Da vEJA, é só o que se pode esperar: a sutileza de um Chicão ( R.I.P.). Aqui cabe uma pequena explicação de minha parte: eu li esta droga durante a semana, e não achei menção à batalha entre policiais. Não acreditando que nem a vEJA, por pior que seja, tivesse sido capaz de ignorar o fato, ainda assim, passei essa informação a algumas pessoas. Ontem, dei mais uma olhada e achei. Preferia que:
- não tivesse achado e,
- que a revista tivesse ignorado o assunto;
Em minha defesa, quero que entendam meu estado de espírito, no momento em que pego essa porcaria para folhear:
Sabe quando você descobre uma ratazana morta em sua casa, e num local de acesso difícil? Você pega uma pazinha de plástico e, com todo o cuidado ( apesar do bicho estar morto mesmo ) recolhe o cadáver? Aí, com mais cuidado ainda e toda a repulsa decorrente, transporta – ANDA LOGO!! – o bicho para a lixeira, evitando a todo custo que a mínima molécula pegajosa daquilo tenha contato com sua mão, apesar de saber que há o cabo da pá garantindo a distância entre você e o ratão?

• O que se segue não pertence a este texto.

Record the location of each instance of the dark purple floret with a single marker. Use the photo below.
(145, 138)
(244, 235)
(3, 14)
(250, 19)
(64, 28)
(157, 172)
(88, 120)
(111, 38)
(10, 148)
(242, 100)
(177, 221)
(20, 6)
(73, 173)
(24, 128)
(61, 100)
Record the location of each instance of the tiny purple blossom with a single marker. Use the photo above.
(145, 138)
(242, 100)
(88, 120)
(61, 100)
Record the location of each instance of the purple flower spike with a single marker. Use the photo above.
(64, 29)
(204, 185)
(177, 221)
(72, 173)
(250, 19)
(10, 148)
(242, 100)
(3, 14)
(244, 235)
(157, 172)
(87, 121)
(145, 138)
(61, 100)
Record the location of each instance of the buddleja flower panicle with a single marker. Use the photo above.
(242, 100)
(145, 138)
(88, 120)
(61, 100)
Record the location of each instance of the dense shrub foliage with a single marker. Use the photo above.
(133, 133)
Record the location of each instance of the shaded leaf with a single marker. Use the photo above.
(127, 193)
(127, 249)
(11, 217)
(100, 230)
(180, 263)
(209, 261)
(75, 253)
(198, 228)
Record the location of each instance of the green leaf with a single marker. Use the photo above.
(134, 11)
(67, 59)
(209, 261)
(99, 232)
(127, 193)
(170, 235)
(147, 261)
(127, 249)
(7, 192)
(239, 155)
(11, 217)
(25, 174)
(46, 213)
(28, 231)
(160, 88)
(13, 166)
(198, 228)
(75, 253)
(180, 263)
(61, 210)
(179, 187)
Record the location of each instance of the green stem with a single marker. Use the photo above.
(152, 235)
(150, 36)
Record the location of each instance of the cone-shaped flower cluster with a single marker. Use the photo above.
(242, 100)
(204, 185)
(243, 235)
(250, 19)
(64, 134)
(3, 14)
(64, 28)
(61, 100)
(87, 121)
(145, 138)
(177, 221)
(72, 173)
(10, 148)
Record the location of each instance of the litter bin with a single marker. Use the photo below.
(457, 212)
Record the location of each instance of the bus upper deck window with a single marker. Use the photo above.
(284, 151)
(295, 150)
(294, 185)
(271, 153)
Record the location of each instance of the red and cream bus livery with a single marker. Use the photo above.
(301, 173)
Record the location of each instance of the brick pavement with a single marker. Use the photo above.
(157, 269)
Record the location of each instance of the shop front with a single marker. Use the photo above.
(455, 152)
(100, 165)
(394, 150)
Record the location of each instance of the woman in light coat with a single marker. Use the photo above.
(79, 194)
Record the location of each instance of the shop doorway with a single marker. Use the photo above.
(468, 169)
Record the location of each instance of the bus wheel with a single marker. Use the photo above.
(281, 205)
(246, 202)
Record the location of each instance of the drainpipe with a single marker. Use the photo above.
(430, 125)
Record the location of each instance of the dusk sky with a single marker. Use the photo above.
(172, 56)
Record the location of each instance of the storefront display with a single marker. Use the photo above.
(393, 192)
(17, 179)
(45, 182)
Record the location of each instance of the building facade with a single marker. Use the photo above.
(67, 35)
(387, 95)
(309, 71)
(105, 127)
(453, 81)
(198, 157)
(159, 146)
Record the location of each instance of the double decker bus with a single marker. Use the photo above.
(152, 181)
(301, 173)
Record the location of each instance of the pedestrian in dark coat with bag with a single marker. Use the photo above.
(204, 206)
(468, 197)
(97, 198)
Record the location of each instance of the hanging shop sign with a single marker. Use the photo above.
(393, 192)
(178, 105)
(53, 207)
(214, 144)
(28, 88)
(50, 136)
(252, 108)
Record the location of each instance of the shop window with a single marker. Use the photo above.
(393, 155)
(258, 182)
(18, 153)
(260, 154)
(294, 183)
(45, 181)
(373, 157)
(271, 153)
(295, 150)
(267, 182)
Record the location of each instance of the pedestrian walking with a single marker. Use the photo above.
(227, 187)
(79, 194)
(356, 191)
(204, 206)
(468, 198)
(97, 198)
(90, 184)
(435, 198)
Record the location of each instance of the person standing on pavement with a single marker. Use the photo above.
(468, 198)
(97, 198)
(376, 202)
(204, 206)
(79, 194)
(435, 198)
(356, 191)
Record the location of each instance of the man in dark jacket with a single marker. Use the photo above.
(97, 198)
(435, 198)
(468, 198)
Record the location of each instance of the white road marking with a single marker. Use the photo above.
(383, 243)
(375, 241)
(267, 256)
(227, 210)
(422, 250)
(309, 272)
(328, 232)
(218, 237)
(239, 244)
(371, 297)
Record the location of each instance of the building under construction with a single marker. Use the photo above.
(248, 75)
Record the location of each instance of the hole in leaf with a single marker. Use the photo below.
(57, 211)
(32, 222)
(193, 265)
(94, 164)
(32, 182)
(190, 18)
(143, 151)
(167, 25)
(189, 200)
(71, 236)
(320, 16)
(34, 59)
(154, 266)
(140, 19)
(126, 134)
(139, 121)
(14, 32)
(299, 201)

Pois bem, não há nenhum cabo te protegendo do contato quando você segura um exemplar da vEJA. UGHHH!
Para constar: a revista segue o padrão das reportagens descritas acima.
E, agora, vou descartar o ratão. UGHHH!

Ouvido de passagem no debate…

Arquivado em: debate eleitoral, Eleições 2008, Gilberto Kassab, Marta Suplicy — Humberto @ 12:58 am
KASSAB: “Creche é assunto delicado sim, é assunto importante. O tema foi relegado a último plano em administrações anteriores.”
Tipo, nas administrações anteriores Maluf e Pitta também? Ato falho…
MAIS KASSAB: “Você Marta, abandonou os mutirões, implantados pelo saudoso prefeito Mário Covas…”
Tipo, o Maluf e o Pitta não abandonaram os mutirões implantados pela Erundina?
ELE, DE NOVO: “Você, Marta, criou cargos de confiança para os militantes do PT…”
Tipo, e quem criou uma Secretaria para Rodrigo Garcia?